Leonardo Padura: There Was More Fear In The Cuba Of The Nineties Than Now

The Princesa de Asturias de las Letras Prize in 2015, Leonardo Padura has just visited Tenerife. (EFE)

14ymedio biggerEFE (via 14ymedio), Eloy Viera, Puerto de la Cruz (Tenerife) November 1st, 2019 — Three decades after he created detective Mario Conde, his most famous character, the author Leonardo Padura thinks that today’s Cuba “is different” from that of the 1990s, among other things, because the Cuba of the past “was much more afraid than today’s”.

Premio Princesa de Asturias de las Letras in 2015, this portraitist of Cuban society has just visited Tenerife to participate in Periplo, the International Festival of Literature for Travels and Adventures, organized by Puerto de la Cruz.

The novelist landed in Tenerife still with the good impression left by his latest novel La transparencia del tiempo (2018), in which he returns to the adventures of Mario Conde, an anti-hero with a critical and disenchanted look, whom Leonardo Padura describes as the grandson of Raymond Chandler’s Marlowe and son of Manuel Vázquez Montalbán’s Carvalho.

Since 1988, when he premiered as a novelist with Fiebre de caballos, Cuba is an essential part and another protagonist of the narrative universe of Padura’s novels.

You’d have to wait two more years to meet detective Mario Conde through Pasado perfecto (‘Past Perfect’ translated as Havana Blue), the book that opened the Four Seasons series, which was later completed by the novels Vientos de cuaresma (Havana Gold), Máscaras (Havana Red) and Paisaje de otoño (Havana Black).

In an interview with Efe, Leonardo Padura recalls that the first novels in Conde’s series are set in 1989, a moment before the fall of the Berlin Wall and the disappearance of the Soviet Union, “and from there to here there has been a lot of water under the bridge in Cuba and the world.”

He says that, sometimes, “people get the impression that Cuban society is static because it has not had great changes and the political structure and the economic system remain the same”, but “Cuban society has undergone an intense 30 years in which a whole series of positive and negative processes have occurred.”

“It’s my belief that Cuban society is a society that has freed itself much more from fears, repressions, and silences, and at the same time has been further burdened with a lack of urban planning, solidarity and respect for the rights of others,” says the author, who has also been a journalist and screenwriter.

The writer does not believe that “today’s Cuba is better or worse than 1989’s,” but sees it as “different. “And that’s in terms of the personal economy, in their way of life and in the way they see the world”, he explains, although “if I had to choose between better and worse I would say that the Cuba in 1989 was much more afraid than the one today”.

Cuba has breathed new life because for the last seven or eight years Cubans have been able to travel freely without having to ask for permission from an authority – which meant “a very significant step towards liberation in that society” – together with the fact that people can have small private businesses or that Internet access today has improved, although not completely; “elements that are becoming liberating for certain people and the ways of seeing and understanding life”.

Leonardo Padura cannot comprehend his life without that of his literary companion Mario Conde: “It has been an essential piece in my work as a writer and, therefore, in my life as a person,” he confesses.

They’ve spent 30 years together chronicling contemporary Cuban life, and a literary journey has led Padura, in his own words, “from the apprentice writer of Pasado perfecto to a writer to whom things have happened in his literary life that he never would have imagined.”

His latest novel, La Transparencia del Tiempo, is from 2018, but has not yet been published in Cuba.
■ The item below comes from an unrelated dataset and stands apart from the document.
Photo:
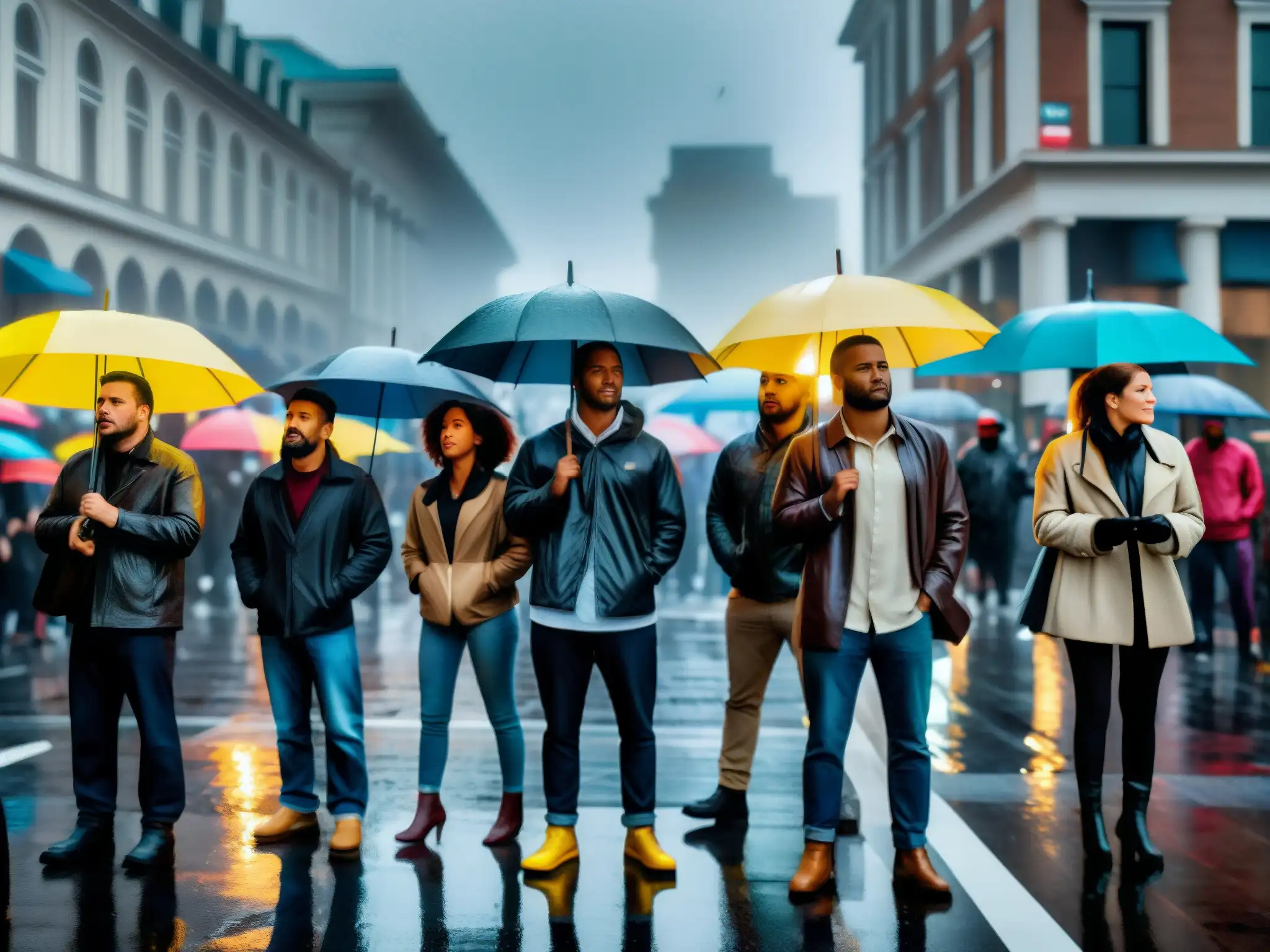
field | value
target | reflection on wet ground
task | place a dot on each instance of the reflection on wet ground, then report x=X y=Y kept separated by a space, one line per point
x=1000 y=731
It is supposed to come out next year and “there’s never a better time to say that, at the moment, there is, once again, a very difficult economic situation in Cuba, and one of the areas that is going to be most affected is cultural production and, specifically, publishing,” he explains.

Padura outlines a hopeless publishing scene in Cuba, where large publishing houses have only three or four books in their publishing plans next year because they lack money and paper for printing.
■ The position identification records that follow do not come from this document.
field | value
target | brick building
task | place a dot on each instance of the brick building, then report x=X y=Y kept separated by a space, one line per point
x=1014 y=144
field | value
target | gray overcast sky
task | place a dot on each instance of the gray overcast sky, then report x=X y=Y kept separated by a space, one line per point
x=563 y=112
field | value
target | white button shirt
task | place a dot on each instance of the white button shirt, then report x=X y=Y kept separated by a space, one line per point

“There is a shortage of materials in Cuba and, sometimes, the political will for my books to be published is not there; they take a long time to come out or come out and do not circulate well; part of the print run is lost and then it appears on the other side… but, fundamentally, the problem would be attributed to economic issues,” he insists.

Padura concludes the interview by alluding to how new technologies in general, among which are cultural distribution platforms such as series, “affect reading a great deal, not so much literature, which is still being done, but consumer spaces, which have been reduced by the tremendous impact of the digital revolution”.